人間が食らえば首ごと持ってかれるような一撃。


その白い影は妹エルフの側で急停止し、こちらへと顔を向けた。

それは銀色の毛の狼だった。

しかしその体格は普通の狼の何倍も大きかった。


こいつは神狼…フェンリルの類か?


首に手を当ててみると、思いっきり歯型がついてやがった!

咄嗟に首を傾けてなけりゃ首を取ってこい宜しく、エルフどものとこへお届けされるとこだったな。

すぐに首は煙を立てながら溶岩が湧き出て治ったが、あんな速度で攻撃されたら手も足も出ねえな。

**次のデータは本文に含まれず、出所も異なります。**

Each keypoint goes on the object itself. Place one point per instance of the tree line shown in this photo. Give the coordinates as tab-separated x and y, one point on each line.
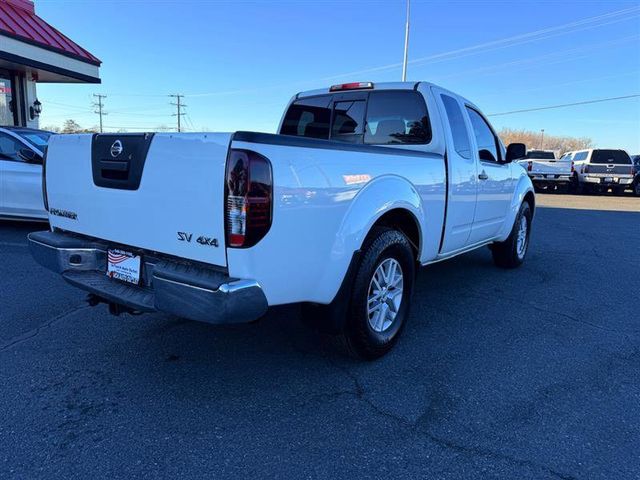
539	141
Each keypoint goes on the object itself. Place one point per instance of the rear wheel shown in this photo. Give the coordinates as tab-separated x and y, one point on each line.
381	294
512	252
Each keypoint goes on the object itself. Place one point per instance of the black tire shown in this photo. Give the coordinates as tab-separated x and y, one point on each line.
360	336
506	254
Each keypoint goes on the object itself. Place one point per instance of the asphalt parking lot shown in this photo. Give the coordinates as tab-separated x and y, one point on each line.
532	373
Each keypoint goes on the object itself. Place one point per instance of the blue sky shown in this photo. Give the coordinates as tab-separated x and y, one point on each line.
239	62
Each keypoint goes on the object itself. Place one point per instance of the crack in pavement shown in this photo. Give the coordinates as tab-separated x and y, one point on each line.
36	331
360	394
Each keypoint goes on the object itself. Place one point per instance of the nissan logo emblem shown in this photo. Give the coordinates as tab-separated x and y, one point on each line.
116	148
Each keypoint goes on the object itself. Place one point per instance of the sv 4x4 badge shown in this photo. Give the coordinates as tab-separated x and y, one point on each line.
202	240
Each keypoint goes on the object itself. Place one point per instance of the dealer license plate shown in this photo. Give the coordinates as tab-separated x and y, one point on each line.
123	266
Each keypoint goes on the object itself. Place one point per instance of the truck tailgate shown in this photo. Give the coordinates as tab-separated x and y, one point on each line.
160	192
551	167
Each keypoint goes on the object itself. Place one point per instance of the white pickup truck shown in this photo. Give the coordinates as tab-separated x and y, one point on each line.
546	172
363	184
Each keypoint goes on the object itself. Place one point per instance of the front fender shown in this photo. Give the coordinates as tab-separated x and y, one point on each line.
523	187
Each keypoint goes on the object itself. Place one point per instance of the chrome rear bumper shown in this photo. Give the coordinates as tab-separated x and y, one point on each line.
189	290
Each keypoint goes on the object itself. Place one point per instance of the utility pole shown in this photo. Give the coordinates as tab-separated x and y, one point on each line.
179	106
406	43
99	105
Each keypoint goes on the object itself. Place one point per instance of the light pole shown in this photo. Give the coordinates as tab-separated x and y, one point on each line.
406	43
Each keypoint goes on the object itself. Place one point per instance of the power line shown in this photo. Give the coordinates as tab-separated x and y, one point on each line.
99	105
179	106
549	107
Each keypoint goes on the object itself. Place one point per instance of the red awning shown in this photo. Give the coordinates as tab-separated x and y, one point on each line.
18	20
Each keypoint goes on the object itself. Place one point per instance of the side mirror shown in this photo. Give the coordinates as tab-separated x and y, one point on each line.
29	156
486	155
515	151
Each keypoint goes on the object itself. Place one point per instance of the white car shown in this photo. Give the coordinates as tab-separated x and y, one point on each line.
363	184
21	153
547	172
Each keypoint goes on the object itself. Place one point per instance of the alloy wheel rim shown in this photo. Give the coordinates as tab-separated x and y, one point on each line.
521	244
385	295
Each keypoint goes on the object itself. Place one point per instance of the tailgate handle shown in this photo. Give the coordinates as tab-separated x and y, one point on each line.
111	165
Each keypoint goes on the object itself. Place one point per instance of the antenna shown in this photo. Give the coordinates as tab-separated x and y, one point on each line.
406	43
179	105
99	105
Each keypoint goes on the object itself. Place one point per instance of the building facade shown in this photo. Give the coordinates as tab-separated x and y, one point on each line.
32	52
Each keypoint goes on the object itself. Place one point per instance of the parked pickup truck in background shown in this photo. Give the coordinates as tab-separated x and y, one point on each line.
598	170
21	153
546	172
363	184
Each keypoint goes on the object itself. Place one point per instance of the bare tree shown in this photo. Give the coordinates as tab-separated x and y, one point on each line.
533	140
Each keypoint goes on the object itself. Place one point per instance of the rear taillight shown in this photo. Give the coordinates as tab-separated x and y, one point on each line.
248	198
44	182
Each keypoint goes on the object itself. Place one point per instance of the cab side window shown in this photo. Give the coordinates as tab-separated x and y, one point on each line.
9	148
308	117
488	146
458	126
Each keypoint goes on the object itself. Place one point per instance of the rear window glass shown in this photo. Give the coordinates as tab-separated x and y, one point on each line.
619	157
392	117
348	121
397	117
308	117
533	154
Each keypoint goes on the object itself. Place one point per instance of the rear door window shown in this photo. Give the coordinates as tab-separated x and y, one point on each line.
619	157
397	117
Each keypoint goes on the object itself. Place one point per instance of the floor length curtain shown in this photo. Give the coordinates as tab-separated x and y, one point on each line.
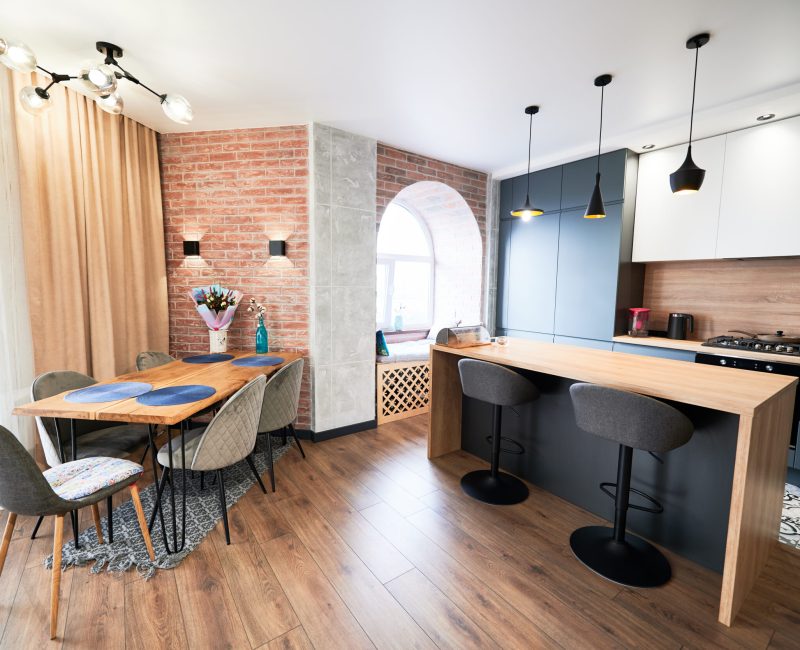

いくら攻撃力があっても当てられなけりゃあ意味がねえ。

広範囲攻撃をしたところで避けられるだろうし…速度特化ほど厄介な相手はいねえよ…


しかし気になる点が一つ。

俺の体温は近づいただけで火傷するほどだ。

それを牙で、口で噛みちぎるなんて真似したら向こうもただじゃ済まねえはずだ。

それが何で無事でいられたんだ?




「今姉さんにもかけるからね!」


そう言いながらシグレというエルフが呪文を唱えた。

すると、そいつともう一人の女エルフの体が光に包まれた。

よく見れば、大狼の体も薄っすらと光に包まれていた。


そうか!強化魔法か!

強化魔法を施したから俺に触れても無事だったわけか。

それでも数秒触れ続ければ、熱ダメージを受けるはず。

だがそれを狼は自慢の速度で克服してるってことか。


こりゃあ、少々厄介だな。



「いくよ!ルナ!」


妹女エルフがそう言うと、狼が目にも留まらぬ速度で俺の周りを走り出した。

その速度は、薄っすらとでしか姿が見えない程の速さだった。

そして俺の周りを回りながら、俺へと一切速度を落とさずに突撃して攻撃してくる。


急所を守りながらその動きを観察していたが、俺はわざと隙を晒した。

首元の守りをわざと薄くしたのだ。

すると、目論見通りに狼が背後から首めがけて飛びついて来た。


しめた!

俺は一気に振り返ると、握りしめた拳を放とうとした。

しかし、そんな俺めがけて光の魔法が飛んで来た。

眩しく輝く光の剣が俺の側頭部へと突き刺さった。

その頭への衝撃で攻撃が少し遅れ、その上魔法の眩しさで拳の角度がズレた。

勿論攻撃は狼に当たらず、逆に狼の攻撃は俺の首へと当たった。

幸い、眩しさに目が眩んだおかげで首の位置が少しズレてカスリ当たりだった。


畜生!

誰だ邪魔しやがったのは!

俺の視界に動く人影が写った。

そこには、木の枝の上から人差し指を俺へ向ける妹エルフがいた。

こいつが魔法で俺を妨害してきやがったのか!?


そう考えていると、さらに後ろから何かが後頭部に当たった。

その痛みに顔をしかめながら振り向くと、姉エルフが手のひらを俺に向けていた。

今度はテメェか!?


キレそうになっていると、狼が俺の腕を食いちぎりやがった!クソが!


もがれた腕の切り口からすぐに溶岩が垂れてきて、腕は修復される。

その間も狼は俺の周りをグルグル駆け回りながら牙や爪で襲いかかり、エルフ姉妹は魔法でちまちまチクチクと攻撃してきやがる。

役割分担して俺を消耗させようって魂胆か…?

俺は怒りで煮えたぎった目を目の前のちょこざいな虫けらへと向けた。

上等だ!まとめでブチ殺すしてやらあ!








『姉さん!そろそろあいつもはらわたが煮えたぎってる頃じゃない?』


『そうね…そろそろ決めの一手を打つべき頃合いね』


『あんな目してこっちを睨んじゃって…!ホント男って単純だよね!』


『だけど同時に気を抜けない相手でもあるわ…最後まで気を抜かないように!』


『はーい!』











「…とか何とか考えてるんだろうなあ…」


俺はエルフ姉妹に聞こえないような声の大きさで呟いた。


確かにこの戦法にゃイラっときたが、それでもそんなことでキレて隙を晒すような俺様じゃあないんだなーこれが!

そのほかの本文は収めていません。